Elle déplore que l’identité de son fils ait été dévoilée seulement quelques heures après que les enquêteurs lui eurent annoncé la nouvelle. Elle n’a pas eu le temps d’en informer ses plus jeunes enfants qui se trouvaient à l’école mercredi. «Les enquêteurs me disent ce matin que mon gars est mort. Je n’ai même pas eu le temps de le dire à ses frères que l’histoire était déjà partie. Je trouve ça affreux.»


Elle croit que son fils s’est peut-être retrouvé au mauvais endroit au mauvais moment. «Jean-Christophe voulait aider les autres, mais ce n’était pas de bonnes personnes nécessairement. Il voulait tout le temps aider tout le monde. Il pensait qu’il allait aider tous les drogués de la terre. Il a peut-être voulu aider quelqu’un et il est mal tombé.»

Mme Bolduc ne connaît pas Steve Lamy, l’entrepreneur qui se trouvait également dans le véhicule incendié. Pour le moment, impossible de connaître le lien entre les deux hommes. Le père de Steve Lamy, Michel Lamy, ignore d’ailleurs qui est Jean-Christophe Gilbert. Il doute même que son fils le connaissait. «Mon frère, Steve et moi, nous étions toujours ensemble sur les chantiers. Je l’aurais vu sur la construction. J’en aurais entendu parler. Je n’ai jamais entendu parler de ce gars-là.»

Aucune accusation n’a encore été portée relativement aux meurtres de Steve Lamy et de Jean-Christophe Gilbert. Les derniers développements n’ont pas permis le dépôt d’accusations pour l’instant. «C‘est [l’identification de Jean-Christophe Gilbert] une information qui est considérée comme complémentaire et importante au dossier, mais elle ne fait pas en sorte que je suis en mesure d’accuser aujourd’hui. Il reste encore à rechercher d’autres informations», explique Me Benoît Larouche, procureur aux poursuites criminelles et pénales.
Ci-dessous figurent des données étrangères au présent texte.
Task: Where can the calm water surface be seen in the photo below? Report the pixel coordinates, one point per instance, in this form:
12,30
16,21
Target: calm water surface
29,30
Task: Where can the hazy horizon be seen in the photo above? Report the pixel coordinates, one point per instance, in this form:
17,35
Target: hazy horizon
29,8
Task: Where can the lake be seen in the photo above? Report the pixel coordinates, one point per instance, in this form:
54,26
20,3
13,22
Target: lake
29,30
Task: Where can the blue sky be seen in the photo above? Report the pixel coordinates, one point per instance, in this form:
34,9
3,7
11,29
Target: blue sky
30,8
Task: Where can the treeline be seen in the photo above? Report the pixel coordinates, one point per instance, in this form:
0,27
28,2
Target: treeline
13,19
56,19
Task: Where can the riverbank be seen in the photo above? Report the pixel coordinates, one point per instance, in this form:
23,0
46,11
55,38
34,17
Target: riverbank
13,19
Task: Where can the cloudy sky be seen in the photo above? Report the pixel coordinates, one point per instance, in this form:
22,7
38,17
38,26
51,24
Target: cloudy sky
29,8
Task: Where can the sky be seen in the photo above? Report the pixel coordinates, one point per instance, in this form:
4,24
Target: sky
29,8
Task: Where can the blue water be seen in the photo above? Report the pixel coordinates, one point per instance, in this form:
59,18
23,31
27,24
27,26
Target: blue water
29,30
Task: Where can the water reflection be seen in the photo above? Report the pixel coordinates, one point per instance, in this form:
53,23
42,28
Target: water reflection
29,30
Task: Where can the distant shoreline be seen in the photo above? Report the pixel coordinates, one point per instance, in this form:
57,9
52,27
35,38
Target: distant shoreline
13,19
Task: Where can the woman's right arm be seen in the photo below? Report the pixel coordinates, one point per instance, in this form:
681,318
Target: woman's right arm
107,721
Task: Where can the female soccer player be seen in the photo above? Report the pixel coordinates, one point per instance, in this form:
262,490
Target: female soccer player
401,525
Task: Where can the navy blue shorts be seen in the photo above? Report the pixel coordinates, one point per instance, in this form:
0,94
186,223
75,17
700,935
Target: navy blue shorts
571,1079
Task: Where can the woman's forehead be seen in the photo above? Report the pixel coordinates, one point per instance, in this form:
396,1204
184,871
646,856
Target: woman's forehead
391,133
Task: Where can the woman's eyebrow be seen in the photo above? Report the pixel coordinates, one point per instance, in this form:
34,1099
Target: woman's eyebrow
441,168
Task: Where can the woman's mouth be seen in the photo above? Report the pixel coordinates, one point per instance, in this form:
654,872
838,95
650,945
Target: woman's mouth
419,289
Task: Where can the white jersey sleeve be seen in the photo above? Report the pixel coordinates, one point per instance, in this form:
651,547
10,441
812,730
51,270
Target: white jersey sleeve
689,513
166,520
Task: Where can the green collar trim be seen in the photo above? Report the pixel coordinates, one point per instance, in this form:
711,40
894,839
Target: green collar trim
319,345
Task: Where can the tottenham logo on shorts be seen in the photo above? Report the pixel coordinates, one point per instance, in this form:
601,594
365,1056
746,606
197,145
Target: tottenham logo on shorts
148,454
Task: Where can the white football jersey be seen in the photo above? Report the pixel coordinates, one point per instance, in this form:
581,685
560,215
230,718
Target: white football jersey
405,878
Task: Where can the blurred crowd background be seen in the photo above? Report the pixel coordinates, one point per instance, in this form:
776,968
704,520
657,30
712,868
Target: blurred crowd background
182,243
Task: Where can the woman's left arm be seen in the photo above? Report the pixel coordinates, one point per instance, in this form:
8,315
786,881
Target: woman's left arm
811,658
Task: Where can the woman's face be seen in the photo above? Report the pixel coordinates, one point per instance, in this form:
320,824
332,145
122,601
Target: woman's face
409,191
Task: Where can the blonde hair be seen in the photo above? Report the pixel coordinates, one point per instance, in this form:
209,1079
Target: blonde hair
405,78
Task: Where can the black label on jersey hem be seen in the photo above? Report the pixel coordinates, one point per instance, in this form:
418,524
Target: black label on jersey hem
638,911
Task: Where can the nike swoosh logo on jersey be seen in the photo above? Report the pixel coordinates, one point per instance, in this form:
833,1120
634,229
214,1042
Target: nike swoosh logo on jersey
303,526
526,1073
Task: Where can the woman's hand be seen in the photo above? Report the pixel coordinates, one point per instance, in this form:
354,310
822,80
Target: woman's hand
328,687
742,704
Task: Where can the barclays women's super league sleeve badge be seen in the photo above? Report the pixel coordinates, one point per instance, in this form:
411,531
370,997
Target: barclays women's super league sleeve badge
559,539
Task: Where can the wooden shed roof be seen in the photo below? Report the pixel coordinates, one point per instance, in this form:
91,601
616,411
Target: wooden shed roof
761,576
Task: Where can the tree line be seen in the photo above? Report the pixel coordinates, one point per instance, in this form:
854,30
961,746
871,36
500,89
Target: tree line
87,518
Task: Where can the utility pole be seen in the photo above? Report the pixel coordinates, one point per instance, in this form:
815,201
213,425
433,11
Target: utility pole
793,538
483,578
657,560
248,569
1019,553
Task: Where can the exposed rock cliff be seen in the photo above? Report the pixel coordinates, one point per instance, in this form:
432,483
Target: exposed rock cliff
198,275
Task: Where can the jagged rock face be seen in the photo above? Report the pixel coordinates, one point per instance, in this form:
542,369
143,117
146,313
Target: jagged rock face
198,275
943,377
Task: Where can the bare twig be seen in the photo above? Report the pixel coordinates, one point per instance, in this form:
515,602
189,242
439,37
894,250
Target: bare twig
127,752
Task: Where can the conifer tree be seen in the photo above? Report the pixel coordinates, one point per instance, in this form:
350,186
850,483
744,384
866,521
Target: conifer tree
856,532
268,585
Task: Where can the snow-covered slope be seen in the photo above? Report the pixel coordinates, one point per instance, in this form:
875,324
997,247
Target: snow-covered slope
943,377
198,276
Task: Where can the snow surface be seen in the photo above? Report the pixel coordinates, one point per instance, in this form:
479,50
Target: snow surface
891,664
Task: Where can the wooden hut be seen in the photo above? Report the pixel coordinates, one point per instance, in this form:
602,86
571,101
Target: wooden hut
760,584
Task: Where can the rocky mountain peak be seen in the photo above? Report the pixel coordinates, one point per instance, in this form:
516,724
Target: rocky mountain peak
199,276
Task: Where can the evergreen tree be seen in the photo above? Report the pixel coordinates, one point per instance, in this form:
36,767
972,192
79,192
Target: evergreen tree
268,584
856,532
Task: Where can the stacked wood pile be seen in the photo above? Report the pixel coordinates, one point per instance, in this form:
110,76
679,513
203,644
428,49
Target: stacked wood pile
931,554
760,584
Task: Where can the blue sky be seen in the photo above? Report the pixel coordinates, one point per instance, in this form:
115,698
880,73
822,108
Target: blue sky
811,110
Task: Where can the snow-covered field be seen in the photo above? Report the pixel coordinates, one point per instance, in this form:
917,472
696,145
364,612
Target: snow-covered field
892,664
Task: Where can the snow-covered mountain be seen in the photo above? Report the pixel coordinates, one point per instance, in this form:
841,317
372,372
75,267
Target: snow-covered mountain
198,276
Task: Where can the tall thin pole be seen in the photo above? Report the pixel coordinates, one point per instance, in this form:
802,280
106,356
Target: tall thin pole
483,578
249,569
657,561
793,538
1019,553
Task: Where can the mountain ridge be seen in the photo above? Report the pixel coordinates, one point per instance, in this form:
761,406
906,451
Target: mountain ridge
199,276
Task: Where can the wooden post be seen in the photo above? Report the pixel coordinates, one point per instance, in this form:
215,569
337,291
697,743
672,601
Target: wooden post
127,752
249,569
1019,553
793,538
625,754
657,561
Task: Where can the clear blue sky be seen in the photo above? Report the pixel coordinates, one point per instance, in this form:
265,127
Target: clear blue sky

Comme dans le cas de Steve Lamy, Jean-Christophe Gilbert a été identifié grâce à son ADN. Il n’a aucun antécédent judiciaire. 

La voiture avait été retrouvée le même jour où Ophélie Martin-Cyr, 19 ans, aurait été froidement assassinée à Yamachiche. René Kègle, 38 ans, et Francis Martel, 31 ans, sont accusés de meurtre prémédité dans cette affaire. Les deux événements seraient reliés.